P: How do you feel Emojibator is being received by the general public?

K: Emojibator is being received as a disruptive idea that people laugh about when they hear or see it, and love it so much they tell their friends and colleagues about us. It’s an amazing position to be in, where the value of your product is best conveyed in genuine stories of high interest. People love to brag about amazing things they learn about from brands. It has been an incredible journey thus far!

P: How do you feel Emojibator is different from what’s already out there, and why do you think these differences are important?

K: Emojibator is different because we’re using humor to sell sex toys instead of veiny Penises and barely dressed women. The sex industry does not have to just be about porn, and we are proving there’s a market for people who are more comfortable masturbating and using sex toys with partners that look and feel familiar to them.

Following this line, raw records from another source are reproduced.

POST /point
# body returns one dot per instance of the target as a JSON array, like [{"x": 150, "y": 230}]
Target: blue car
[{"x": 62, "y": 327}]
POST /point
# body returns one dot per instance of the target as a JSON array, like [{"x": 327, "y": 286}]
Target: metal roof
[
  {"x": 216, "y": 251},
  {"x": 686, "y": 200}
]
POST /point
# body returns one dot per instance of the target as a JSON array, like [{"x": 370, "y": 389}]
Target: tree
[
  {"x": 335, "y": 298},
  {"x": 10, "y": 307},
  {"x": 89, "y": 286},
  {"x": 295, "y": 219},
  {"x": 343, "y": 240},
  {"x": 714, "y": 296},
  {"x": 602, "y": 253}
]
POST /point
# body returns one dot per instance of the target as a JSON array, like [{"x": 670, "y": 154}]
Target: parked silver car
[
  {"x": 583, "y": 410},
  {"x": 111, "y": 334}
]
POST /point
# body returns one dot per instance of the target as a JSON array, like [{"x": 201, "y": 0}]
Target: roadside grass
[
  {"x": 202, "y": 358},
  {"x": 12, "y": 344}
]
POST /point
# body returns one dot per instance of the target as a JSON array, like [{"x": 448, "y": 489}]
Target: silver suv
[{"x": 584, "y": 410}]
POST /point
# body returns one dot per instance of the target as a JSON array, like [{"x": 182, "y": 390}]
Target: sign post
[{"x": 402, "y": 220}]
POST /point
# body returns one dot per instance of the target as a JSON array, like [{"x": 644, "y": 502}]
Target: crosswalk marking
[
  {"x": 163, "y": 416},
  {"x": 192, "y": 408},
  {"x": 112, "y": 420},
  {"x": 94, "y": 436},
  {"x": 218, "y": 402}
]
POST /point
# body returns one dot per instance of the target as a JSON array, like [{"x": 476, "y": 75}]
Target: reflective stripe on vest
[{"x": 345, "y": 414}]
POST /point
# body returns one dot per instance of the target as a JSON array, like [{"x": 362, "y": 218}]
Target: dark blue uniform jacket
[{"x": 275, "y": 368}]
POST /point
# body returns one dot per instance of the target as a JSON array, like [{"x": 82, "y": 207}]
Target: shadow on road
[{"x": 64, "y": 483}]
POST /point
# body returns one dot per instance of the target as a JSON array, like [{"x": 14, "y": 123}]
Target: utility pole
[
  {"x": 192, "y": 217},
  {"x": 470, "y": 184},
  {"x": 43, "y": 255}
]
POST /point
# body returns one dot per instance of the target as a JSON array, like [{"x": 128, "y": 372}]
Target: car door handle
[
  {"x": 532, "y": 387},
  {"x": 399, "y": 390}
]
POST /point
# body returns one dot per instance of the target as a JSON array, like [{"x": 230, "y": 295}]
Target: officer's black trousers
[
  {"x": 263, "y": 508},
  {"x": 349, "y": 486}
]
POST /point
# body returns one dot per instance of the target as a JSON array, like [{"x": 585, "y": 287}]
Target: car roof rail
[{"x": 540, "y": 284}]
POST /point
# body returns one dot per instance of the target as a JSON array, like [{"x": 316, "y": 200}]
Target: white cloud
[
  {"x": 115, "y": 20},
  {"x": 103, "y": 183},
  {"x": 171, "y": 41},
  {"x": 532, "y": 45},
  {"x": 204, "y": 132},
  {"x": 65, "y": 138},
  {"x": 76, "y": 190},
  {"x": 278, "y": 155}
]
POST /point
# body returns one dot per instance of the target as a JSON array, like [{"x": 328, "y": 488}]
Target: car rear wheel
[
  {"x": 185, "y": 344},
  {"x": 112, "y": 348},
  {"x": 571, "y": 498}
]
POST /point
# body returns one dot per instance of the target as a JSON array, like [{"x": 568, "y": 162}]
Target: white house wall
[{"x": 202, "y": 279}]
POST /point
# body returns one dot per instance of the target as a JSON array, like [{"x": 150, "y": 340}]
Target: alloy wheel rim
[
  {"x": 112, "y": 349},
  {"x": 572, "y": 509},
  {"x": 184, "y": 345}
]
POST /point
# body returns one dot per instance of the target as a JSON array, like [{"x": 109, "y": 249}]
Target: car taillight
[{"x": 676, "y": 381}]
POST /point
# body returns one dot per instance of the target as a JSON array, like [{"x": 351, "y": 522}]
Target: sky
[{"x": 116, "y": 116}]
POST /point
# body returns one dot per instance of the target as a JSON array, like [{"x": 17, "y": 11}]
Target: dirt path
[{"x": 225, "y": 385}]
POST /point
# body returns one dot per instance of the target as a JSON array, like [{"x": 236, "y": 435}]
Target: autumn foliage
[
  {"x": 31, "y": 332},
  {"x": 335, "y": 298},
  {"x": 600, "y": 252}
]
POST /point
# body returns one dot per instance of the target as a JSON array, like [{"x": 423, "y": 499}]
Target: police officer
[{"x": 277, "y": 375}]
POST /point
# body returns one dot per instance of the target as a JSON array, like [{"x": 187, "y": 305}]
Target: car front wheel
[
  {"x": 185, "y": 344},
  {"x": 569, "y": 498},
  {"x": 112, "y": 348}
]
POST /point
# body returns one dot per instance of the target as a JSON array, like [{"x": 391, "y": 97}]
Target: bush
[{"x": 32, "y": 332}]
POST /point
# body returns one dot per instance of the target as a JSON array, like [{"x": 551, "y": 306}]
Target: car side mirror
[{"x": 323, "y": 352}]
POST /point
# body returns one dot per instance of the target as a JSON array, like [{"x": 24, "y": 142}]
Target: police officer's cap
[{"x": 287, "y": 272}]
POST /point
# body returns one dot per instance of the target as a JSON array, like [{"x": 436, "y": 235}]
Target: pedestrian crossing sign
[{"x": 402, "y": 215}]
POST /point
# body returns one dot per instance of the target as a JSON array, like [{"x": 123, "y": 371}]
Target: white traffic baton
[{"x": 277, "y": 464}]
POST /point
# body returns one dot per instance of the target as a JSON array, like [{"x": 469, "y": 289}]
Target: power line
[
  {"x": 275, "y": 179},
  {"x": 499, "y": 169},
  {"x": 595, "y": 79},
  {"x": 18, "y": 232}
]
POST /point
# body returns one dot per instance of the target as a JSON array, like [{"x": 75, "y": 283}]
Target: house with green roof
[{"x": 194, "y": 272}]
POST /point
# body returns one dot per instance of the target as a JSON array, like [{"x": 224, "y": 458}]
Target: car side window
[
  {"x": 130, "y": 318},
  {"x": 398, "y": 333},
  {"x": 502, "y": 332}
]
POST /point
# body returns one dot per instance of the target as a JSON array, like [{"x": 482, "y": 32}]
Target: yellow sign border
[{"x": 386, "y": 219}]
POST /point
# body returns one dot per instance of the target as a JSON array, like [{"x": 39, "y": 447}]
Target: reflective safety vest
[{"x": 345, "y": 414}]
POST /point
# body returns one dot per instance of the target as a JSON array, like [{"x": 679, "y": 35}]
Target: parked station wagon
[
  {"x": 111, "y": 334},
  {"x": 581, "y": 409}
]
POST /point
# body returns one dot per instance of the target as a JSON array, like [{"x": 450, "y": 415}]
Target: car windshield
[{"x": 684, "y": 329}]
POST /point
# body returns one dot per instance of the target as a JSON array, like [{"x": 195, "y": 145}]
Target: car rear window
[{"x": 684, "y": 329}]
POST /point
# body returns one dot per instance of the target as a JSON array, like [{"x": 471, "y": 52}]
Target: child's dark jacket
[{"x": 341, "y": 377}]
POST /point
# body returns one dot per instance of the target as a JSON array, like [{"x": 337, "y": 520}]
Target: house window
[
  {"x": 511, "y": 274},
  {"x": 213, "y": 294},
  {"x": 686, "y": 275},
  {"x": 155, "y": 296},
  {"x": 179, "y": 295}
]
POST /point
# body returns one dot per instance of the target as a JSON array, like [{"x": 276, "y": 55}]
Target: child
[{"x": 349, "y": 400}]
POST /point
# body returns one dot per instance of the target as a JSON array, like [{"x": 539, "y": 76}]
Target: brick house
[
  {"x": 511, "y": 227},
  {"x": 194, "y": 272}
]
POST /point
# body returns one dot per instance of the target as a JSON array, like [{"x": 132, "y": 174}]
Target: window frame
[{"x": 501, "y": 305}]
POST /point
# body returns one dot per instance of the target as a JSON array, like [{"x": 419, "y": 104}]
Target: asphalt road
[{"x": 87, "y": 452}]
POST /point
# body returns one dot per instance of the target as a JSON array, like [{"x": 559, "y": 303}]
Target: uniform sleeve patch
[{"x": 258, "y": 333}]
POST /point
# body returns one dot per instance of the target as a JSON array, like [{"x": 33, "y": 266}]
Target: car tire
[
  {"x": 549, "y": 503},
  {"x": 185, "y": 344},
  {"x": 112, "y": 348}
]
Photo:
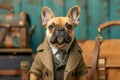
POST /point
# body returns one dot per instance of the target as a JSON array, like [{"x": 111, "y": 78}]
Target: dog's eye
[{"x": 69, "y": 26}]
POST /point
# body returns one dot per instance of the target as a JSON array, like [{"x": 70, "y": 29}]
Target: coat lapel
[{"x": 46, "y": 57}]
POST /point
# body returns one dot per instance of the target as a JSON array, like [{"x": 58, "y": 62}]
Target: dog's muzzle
[{"x": 60, "y": 36}]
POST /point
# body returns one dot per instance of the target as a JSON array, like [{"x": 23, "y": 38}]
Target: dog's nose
[{"x": 60, "y": 29}]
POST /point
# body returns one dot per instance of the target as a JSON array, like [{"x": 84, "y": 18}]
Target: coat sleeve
[{"x": 36, "y": 67}]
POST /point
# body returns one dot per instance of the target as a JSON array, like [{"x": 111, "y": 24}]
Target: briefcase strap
[
  {"x": 102, "y": 68},
  {"x": 95, "y": 59}
]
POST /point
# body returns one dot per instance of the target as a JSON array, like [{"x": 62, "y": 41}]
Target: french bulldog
[{"x": 60, "y": 35}]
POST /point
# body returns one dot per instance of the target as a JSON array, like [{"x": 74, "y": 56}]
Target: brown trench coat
[{"x": 43, "y": 65}]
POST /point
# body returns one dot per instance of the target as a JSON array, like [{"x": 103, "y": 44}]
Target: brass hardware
[{"x": 24, "y": 66}]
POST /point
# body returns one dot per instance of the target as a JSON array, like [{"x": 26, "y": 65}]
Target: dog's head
[{"x": 60, "y": 30}]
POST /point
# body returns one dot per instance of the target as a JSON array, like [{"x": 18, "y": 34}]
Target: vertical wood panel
[
  {"x": 97, "y": 14},
  {"x": 115, "y": 15},
  {"x": 80, "y": 30}
]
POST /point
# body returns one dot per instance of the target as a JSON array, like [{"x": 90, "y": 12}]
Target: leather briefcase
[
  {"x": 102, "y": 57},
  {"x": 14, "y": 29}
]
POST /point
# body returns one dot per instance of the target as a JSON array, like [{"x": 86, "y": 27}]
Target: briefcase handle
[
  {"x": 7, "y": 7},
  {"x": 106, "y": 25}
]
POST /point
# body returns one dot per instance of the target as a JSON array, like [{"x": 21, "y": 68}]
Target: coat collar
[
  {"x": 73, "y": 58},
  {"x": 46, "y": 57}
]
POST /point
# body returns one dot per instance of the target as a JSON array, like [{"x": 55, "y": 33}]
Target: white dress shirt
[{"x": 54, "y": 51}]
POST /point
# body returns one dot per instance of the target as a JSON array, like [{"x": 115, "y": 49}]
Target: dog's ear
[
  {"x": 74, "y": 14},
  {"x": 46, "y": 15}
]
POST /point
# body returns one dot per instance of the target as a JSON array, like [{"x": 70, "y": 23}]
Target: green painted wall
[{"x": 93, "y": 13}]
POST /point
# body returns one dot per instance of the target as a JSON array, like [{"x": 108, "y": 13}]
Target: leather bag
[
  {"x": 102, "y": 57},
  {"x": 14, "y": 29}
]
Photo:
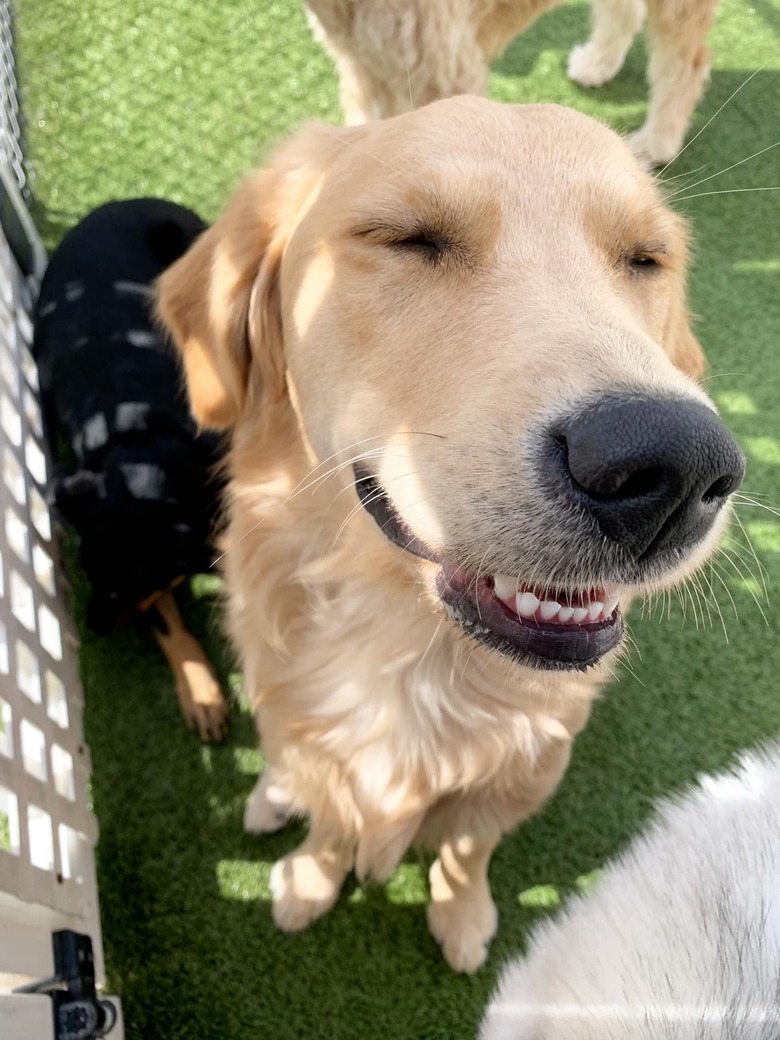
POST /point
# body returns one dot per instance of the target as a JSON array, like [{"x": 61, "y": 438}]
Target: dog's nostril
[
  {"x": 721, "y": 488},
  {"x": 644, "y": 482},
  {"x": 652, "y": 472}
]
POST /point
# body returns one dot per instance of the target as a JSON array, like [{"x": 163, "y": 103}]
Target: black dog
[{"x": 139, "y": 486}]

That’s why we chose fruits like the eggplant, chili pepper, and banana to be the leaders of our fruity sexual revolution 🙂

P: Are there any roadblocks you’ve endured along the way?

K: Absolutely! SINCE THE FIRST DAY! Our biggest nemesis is Facebook’s advertising policies prohibiting anything to do with sex toys. Also, PayPal declines to take our in-person credit card transactions. It’s incredible how many of the leading Internet 2.0 companies refuse to acknowledge human nature’s interest in sex.

P: Which emoji seems to be the most popular with your clients?

K: The eggplant’s infamous nature makes it a favorite for customers online. However, when we sell at markets in person, the chili pepper and banana are top sellers. Everyone’s body’s and desires are different, so the variety of our vibrators works well for our audience.

New Shark Emojibator

The Future of Emojibator

P: Do you have any plans to launch any more emoji vibrators?

K: We are always looking for the next best emoji sex toy to make! Now that we have vibrators for women, it may be time to answer our high demand for male-oriented emoji sex toys.

P: What can we expect from Emojibator in the future?

K: Expect nothing. Then we’ll blow your mind with every next thing we do 😉 we have new business model ideas to take our cheeky humor brand to the next level. We are keen on continuing to disrupt untapped markets, so stay tuned for our journey’s next turn!

Emojibator_founder

A Closing Message From Kris and Emojibator

P: Is there anything you’d like our readers to know about you/your company?

K: Our story of side hustle and grit to turn an idea into reality is a unique entrepreneurial journey you can’t prepare for. It’s a whirlwind, it’s exhausting, and it’s not for everyone who likes making money. We are constantly pushing ourselves and then stepping back to reflect on what’s working and how can we improve. This business has made me more self-aware than I could imagine being going into my 25th birthday next week. I’m blessed for this opportunity to grow and learn from taking risks. Once you stop caring about being judged by others, you find the people still by your side truly accept you for who you are. For me, that’s the woman who’s always doing something to make a difference bigger than herself.

P: What would you say to someone who’s interested in buying one but afraid?

K: I would say being afraid is the perfect reason to try it once. If you come from an orgasm, awesome! If not, maybe your fingers are better? And if you hate it, wash your Emojibator and turn it into a decorative living room piece. Your friends will never know the difference…

We truly can’t tell you how fired up we are about this company and what they’re all about! A world where Emojibator exists is a world that we WISH we grew up in.